Power(53)
“Hi,” I said with a little wave and smiled enough to bare my teeth, channeling my best Wolfe impression. “Let’s play.”
Chapter 30
There were two women and two men remaining, all dressed reasonably well, all of them standing in utter shock at my entrance. I had to say, it was one of the more dramatic ones I’d pulled.
Their shock lasted about another second after my quip, and then the one who had been throwing fireballs tossed a big one at me.
I started to dodge but a voice in my head told me to stop. Gavrikov shouldered his way to the front of my mind. You may not be able to control the fires within without practice, but this one thing I can teach you to do easily.
I held out my hand and absorbed the fireball into my skin like a vacuum sucking up a loose plastic bag. Just WHUUUMP! and it was gone like it had never even been there. I turned my palm toward me and there was no sign of burns or blackness, not even a hint of smoke to indicate the passage of the flame from existence. “Well,” I said, “how ’bout that.”
There was another moment of collective silence and then things erupted.

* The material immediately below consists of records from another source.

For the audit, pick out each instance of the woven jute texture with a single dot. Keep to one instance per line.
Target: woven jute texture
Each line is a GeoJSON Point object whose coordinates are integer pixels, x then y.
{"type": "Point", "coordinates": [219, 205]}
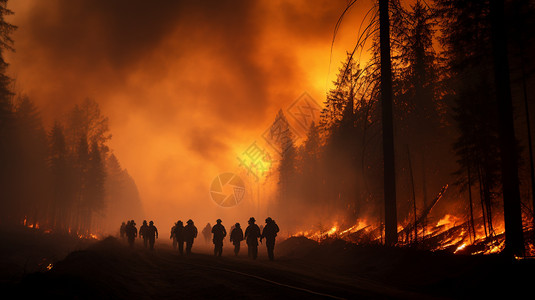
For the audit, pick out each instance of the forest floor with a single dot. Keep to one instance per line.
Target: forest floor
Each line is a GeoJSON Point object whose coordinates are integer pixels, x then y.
{"type": "Point", "coordinates": [34, 264]}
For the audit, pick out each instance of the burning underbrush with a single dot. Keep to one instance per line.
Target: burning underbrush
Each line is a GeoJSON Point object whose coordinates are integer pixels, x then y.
{"type": "Point", "coordinates": [449, 234]}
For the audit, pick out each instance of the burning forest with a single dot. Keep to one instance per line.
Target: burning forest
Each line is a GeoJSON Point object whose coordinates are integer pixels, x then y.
{"type": "Point", "coordinates": [383, 128]}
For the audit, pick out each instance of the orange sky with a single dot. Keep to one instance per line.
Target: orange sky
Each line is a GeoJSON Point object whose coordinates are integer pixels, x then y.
{"type": "Point", "coordinates": [187, 85]}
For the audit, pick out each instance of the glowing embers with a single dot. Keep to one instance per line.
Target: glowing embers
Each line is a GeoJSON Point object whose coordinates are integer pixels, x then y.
{"type": "Point", "coordinates": [450, 233]}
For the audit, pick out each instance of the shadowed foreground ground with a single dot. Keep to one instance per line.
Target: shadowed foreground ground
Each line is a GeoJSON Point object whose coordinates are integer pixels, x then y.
{"type": "Point", "coordinates": [110, 270]}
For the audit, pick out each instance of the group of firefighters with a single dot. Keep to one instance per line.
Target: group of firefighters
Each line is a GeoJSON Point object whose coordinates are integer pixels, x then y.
{"type": "Point", "coordinates": [181, 234]}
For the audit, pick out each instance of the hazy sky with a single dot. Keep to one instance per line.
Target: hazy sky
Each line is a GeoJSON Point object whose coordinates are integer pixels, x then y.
{"type": "Point", "coordinates": [187, 85]}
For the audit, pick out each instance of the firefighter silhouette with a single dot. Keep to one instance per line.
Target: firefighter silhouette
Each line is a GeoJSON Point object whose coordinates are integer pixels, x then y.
{"type": "Point", "coordinates": [236, 236]}
{"type": "Point", "coordinates": [207, 232]}
{"type": "Point", "coordinates": [190, 233]}
{"type": "Point", "coordinates": [219, 233]}
{"type": "Point", "coordinates": [173, 237]}
{"type": "Point", "coordinates": [122, 230]}
{"type": "Point", "coordinates": [143, 232]}
{"type": "Point", "coordinates": [252, 233]}
{"type": "Point", "coordinates": [269, 233]}
{"type": "Point", "coordinates": [151, 232]}
{"type": "Point", "coordinates": [179, 235]}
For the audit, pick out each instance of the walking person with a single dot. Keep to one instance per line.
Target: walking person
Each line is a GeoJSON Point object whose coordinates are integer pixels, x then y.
{"type": "Point", "coordinates": [143, 232]}
{"type": "Point", "coordinates": [252, 233]}
{"type": "Point", "coordinates": [236, 236]}
{"type": "Point", "coordinates": [152, 234]}
{"type": "Point", "coordinates": [269, 233]}
{"type": "Point", "coordinates": [190, 233]}
{"type": "Point", "coordinates": [179, 234]}
{"type": "Point", "coordinates": [173, 237]}
{"type": "Point", "coordinates": [219, 233]}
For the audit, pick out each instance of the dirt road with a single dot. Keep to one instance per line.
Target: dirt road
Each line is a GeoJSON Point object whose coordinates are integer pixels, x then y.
{"type": "Point", "coordinates": [111, 270]}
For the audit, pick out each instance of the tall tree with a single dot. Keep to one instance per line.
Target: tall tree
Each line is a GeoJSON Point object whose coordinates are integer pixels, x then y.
{"type": "Point", "coordinates": [514, 240]}
{"type": "Point", "coordinates": [6, 118]}
{"type": "Point", "coordinates": [391, 235]}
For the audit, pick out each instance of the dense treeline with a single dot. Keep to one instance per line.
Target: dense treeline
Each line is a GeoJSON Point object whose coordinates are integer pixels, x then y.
{"type": "Point", "coordinates": [61, 178]}
{"type": "Point", "coordinates": [445, 119]}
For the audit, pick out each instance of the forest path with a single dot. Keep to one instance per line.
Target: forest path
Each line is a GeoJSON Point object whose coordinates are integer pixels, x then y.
{"type": "Point", "coordinates": [109, 269]}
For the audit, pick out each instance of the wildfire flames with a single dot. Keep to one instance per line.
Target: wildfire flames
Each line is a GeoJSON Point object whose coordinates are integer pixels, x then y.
{"type": "Point", "coordinates": [70, 231]}
{"type": "Point", "coordinates": [450, 233]}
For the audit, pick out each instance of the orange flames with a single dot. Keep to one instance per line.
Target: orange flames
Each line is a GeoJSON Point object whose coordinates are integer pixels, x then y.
{"type": "Point", "coordinates": [36, 225]}
{"type": "Point", "coordinates": [450, 233]}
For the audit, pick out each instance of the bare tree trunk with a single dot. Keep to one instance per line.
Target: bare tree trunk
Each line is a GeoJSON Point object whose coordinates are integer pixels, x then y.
{"type": "Point", "coordinates": [530, 146]}
{"type": "Point", "coordinates": [391, 234]}
{"type": "Point", "coordinates": [471, 204]}
{"type": "Point", "coordinates": [514, 239]}
{"type": "Point", "coordinates": [413, 197]}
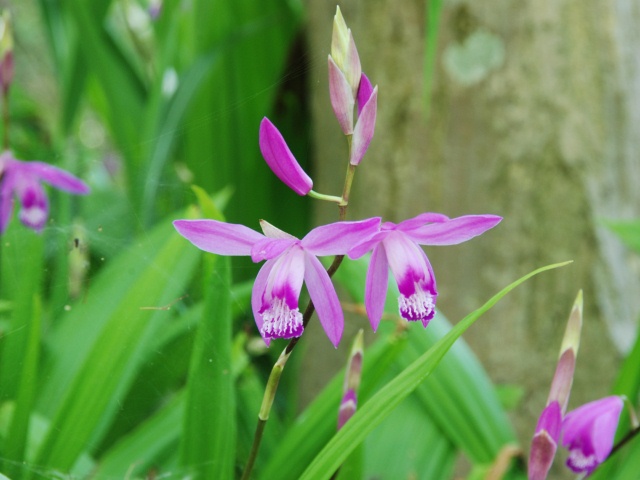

The same woman who’d cast flame at me seconds earlier chucked another ball of it, bigger this time, while a big guy who’d been lingering to my left seemed to grow a couple feet in height. I started toward him, pegging him for a Hercules-type, but Wolfe spoke: Atlas-type. Similar, Little Doll, but not exactly the same.
“How bad?” I asked as the big guy headed for me. There was another guy lingering back, who looked like he might have been from India, watching me kind of cagily. There was also an Asian woman, probably the one with the commanding voice who’d somehow picked up on the laser.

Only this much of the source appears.